A review on the use of large language models as virtual tutors
Silvia García-Méndez, Francisco de Arriba-Pérez, María del Carmen Somoza-López
TL;DR
This paper surveys the use of large language models (LLMs) as virtual tutors in education, focusing on systems designed to generate and assess educational content with involvement from students or teachers. It adopts a two-step methodology—data gathering from Google Scholar and strict screening—to identify relevant works post-2020, culminating in 29 eligible studies. The analysis shows BERT, GPT-3, T5, and GPT-3.5 as common models, with virtual assistants and question generation as the dominant tasks; the review also assesses reproducibility and human-in-the-loop involvement, noting limited code availability in many studies. Overall, LLM-based educational tools represent a rapidly growing, high-potential area with important considerations around ethics, transparency, and curriculum integration as newer models like GPT-4 enter the field.
Abstract
Transformer architectures contribute to managing long-term dependencies for Natural Language Processing, representing one of the most recent changes in the field. These architectures are the basis of the innovative, cutting-edge Large Language Models (LLMs) that have produced a huge buzz in several fields and industrial sectors, among the ones education stands out. Accordingly, these generative Artificial Intelligence-based solutions have directed the change in techniques and the evolution in educational methods and contents, along with network infrastructure, towards high-quality learning.
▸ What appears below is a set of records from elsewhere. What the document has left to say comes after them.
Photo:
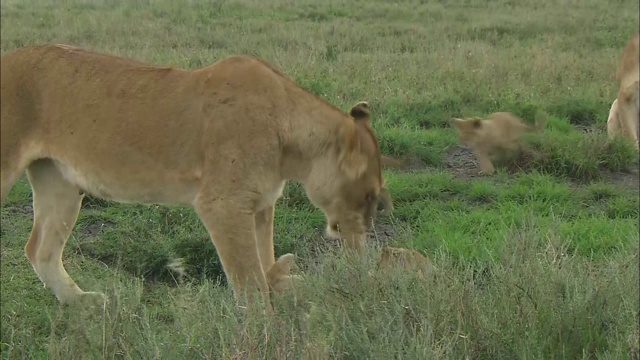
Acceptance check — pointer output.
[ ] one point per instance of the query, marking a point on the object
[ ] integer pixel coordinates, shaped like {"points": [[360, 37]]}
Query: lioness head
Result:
{"points": [[467, 129], [347, 181]]}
Given the popularity of LLMs, this review seeks to provide a comprehensive overview of those solutions designed specifically to generate and evaluate educational materials and which involve students and teachers in their design or experimental plan. To the best of our knowledge, this is the first review of educational applications (e.g., student assessment) of LLMs. As expected, the most common role of these systems is as virtual tutors for automatic question generation. Moreover, the most popular models are GTP-3 and BERT. However, due to the continuous launch of new generative models, new works are expected to be published shortly.